Markets are spooked
We have regularly written about the headwinds facing the US economy this year, namely the lagged effects of higher interest rates and the stronger dollar, the fading support from the fiscal stimulus, signs of weakness in Europe and Asia and the uncertainty generated by ongoing trade tensions with the rest of the world. Nonetheless, we feel there are still positives that can keep the economy expanding at a decent pace both this year and next.
Longer-dated yields have fallen too with the yield curve having inverted – 3M interest rates are now higher than 10-year bond yields
However, an increasingly dovish sounding Federal Reserve, which last week dropped the two rate hikes its officials had been pencilling in for this year, has contributed to a growing belief their next move will be an interest rate cut. The perception that inflation is not a threat and that a slowdown is coming has prompted futures markets to price more than an 80% chance of a 25 basis point rate cut before the end of 2019 with two full cuts priced by the end of 2020. Longer-dated yields have fallen too with the yield curve having inverted – 3-month interest rates are now higher than 10-year bond yields. As such, the market appears to be signalling deep concern about the economic outlook.
10Y-3M inversion, but 10-2Y still positive
How worried should we be?
An inverted yield curve has preceded all last nine recessions, so such an event is typically cited as an indicator of impending doom. Indeed, the New York Federal Reserve has a recession indicator based on the 3M-10Y spread, and even before the current inversion the probability of recession was pegged at 24.6%. However, it's important to remember that it has given false signals before and we have to acknowledge the distorting influence of the Federal Reserve’s large QE driven balance sheet, which has helped to keep longer-dated Treasury yields low.
There has been some concern about activity in 1Q caused by disruption relating to the government shutdown and trade tensions, but the Atlanta Fed NowGDP model is currently running at 1.2% for 1Q GDP growth versus just 0.2% a couple of weeks ago. As more data comes in, we look for a 1.5-2% outcome for 1Q GDP annualised growth, which wouldn’t be too bad given the tendency in recent years for 1Q GDP to disappoint.
We continue to look for US GDP growth more than 2% this year with 2020 growth currently pegged at 1.8%. Such outcomes are likely to be consistent with a re-steepening of the yield curve.
Indeed the current US economic position looks fairly decent. The strong jobs market is resulting in rising worker pay and means consumer confidence is back close to cycle highs. There have also been better retail sales and durable goods orders numbers of late while the ISM reports continue to point to healthy growth rates. Meanwhile, a 60 basis point plunge in the interest rate on a 30-year fixed rate mortgage offers support to the real estate market.
If progress can be made on US-China and US-EU trade talks that can lift some of the gloom surrounding the global economy, we may see markets gradually re-appraise the growth outlook and prospects for inflation. We continue to look for US GDP growth more than 2% this year with 2020 growth currently pegged at 1.8%, broadly in line with the consensus forecast. Such outcomes would likely be consistent with a re-steepening of the yield curve.
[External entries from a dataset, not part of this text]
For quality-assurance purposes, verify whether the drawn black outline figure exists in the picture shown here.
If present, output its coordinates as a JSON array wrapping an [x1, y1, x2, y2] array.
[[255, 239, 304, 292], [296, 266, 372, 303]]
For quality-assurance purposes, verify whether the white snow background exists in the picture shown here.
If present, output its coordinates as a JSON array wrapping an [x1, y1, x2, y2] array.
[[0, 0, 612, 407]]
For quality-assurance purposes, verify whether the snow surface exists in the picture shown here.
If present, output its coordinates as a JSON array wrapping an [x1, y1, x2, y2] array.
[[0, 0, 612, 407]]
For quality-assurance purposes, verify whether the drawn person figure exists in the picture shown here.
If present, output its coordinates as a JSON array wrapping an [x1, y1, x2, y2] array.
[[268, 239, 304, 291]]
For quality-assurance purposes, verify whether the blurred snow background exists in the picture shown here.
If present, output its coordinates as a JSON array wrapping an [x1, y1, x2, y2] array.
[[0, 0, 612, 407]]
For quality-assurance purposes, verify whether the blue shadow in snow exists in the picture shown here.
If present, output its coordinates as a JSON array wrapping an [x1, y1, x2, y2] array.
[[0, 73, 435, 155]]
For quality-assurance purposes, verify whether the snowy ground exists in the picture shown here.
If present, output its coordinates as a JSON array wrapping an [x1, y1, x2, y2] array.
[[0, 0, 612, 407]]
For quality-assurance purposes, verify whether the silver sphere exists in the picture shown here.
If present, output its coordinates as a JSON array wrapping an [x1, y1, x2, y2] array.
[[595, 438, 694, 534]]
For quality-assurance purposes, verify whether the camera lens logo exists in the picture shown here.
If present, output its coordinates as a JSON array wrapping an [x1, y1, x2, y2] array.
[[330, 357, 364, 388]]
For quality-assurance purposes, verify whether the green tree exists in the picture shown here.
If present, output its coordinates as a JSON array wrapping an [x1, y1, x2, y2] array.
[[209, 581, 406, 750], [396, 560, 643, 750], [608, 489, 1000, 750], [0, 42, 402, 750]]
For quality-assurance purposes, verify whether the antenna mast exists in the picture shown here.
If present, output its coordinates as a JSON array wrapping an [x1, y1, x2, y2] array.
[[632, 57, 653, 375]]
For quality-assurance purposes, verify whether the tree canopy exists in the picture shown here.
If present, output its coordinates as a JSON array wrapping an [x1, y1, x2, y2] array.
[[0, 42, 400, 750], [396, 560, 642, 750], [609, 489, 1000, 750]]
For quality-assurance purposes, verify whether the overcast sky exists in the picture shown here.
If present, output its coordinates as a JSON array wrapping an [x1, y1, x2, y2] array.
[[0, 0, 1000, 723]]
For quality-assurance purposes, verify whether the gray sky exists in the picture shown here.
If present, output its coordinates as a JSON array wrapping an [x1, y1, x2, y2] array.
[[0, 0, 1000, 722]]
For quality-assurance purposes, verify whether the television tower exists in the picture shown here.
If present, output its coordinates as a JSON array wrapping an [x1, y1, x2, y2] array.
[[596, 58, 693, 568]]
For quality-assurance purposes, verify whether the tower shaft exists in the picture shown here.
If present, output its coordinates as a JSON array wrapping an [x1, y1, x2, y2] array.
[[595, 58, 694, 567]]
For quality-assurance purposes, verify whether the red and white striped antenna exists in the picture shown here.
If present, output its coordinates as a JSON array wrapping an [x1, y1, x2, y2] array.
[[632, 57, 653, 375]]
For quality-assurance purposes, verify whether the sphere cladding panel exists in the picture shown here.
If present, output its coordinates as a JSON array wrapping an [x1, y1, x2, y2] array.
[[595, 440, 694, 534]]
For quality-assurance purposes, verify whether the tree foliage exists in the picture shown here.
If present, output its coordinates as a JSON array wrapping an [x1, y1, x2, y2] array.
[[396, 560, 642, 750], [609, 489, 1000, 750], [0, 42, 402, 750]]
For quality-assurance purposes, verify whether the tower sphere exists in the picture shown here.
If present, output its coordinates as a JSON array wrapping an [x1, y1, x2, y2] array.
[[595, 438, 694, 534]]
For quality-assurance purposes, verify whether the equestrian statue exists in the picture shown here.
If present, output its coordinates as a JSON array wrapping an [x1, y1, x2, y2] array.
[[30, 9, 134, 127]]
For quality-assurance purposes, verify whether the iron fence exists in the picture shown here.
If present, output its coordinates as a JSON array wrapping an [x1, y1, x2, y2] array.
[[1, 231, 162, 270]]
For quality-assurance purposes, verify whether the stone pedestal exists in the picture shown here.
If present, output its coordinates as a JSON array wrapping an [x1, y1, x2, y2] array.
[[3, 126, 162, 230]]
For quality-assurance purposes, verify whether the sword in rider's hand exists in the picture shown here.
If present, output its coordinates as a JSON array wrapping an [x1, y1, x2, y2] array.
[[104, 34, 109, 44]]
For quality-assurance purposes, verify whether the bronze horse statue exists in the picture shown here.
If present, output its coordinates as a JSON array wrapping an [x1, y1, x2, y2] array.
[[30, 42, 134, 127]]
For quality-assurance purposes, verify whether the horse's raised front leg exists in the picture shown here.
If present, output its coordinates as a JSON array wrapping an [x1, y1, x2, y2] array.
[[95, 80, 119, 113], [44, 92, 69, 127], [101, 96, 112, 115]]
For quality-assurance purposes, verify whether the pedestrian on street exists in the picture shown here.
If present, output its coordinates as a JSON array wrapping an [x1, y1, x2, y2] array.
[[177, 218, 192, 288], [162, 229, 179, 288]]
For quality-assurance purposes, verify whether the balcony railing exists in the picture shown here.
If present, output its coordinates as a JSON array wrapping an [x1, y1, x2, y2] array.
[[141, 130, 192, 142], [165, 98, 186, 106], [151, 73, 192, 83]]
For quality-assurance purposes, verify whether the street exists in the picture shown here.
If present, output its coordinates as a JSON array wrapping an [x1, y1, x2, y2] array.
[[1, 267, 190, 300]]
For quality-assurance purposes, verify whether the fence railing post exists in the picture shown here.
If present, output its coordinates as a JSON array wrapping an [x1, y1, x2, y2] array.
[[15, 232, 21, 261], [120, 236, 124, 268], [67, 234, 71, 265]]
ISM indices still point to growth
But beware of the self-fulfilling prophecy…
That said, we have to be wary that an inverted yield curve driven by recession fears can potentially be self-fulfilling. Banks typically borrow short term and lend longer term so when the yield curve is inverted, the interest rate received on assets is typically going to be lower than what they pay on their liabilities.
A scenario of much tighter credit conditions would clearly add to the headwinds facing the US economy and heighten the chances of a downturn. It's difficult to see the Fed not eventually bowing to the markets' will and cutting rates in such an environment
This will likely hit profitability and could decrease risk tolerance, which implies tighter lending standards. Indeed, when asking banks about this for the Federal Reserve's Senior Loan Officers report, the write up concluded an inverted yield curve would be interpreted as 'signalling a less favourable or more uncertain economic outlook and likely to be followed by a deterioration in the quality of existing loan portfolio.'
So far there is little evidence that the flattening and subsequent inversion of the yield curve is feeding through into reduced credit availability, but that could change if the inversion persists, and this still isn’t our base case given underlying healthy economic fundamentals. A scenario of much tighter credit conditions would clearly add to the headwinds facing the US economy and heighten the chances of a downturn. It's difficult to see the Fed not eventually bowing to the markets' will and cutting rates in such an environment.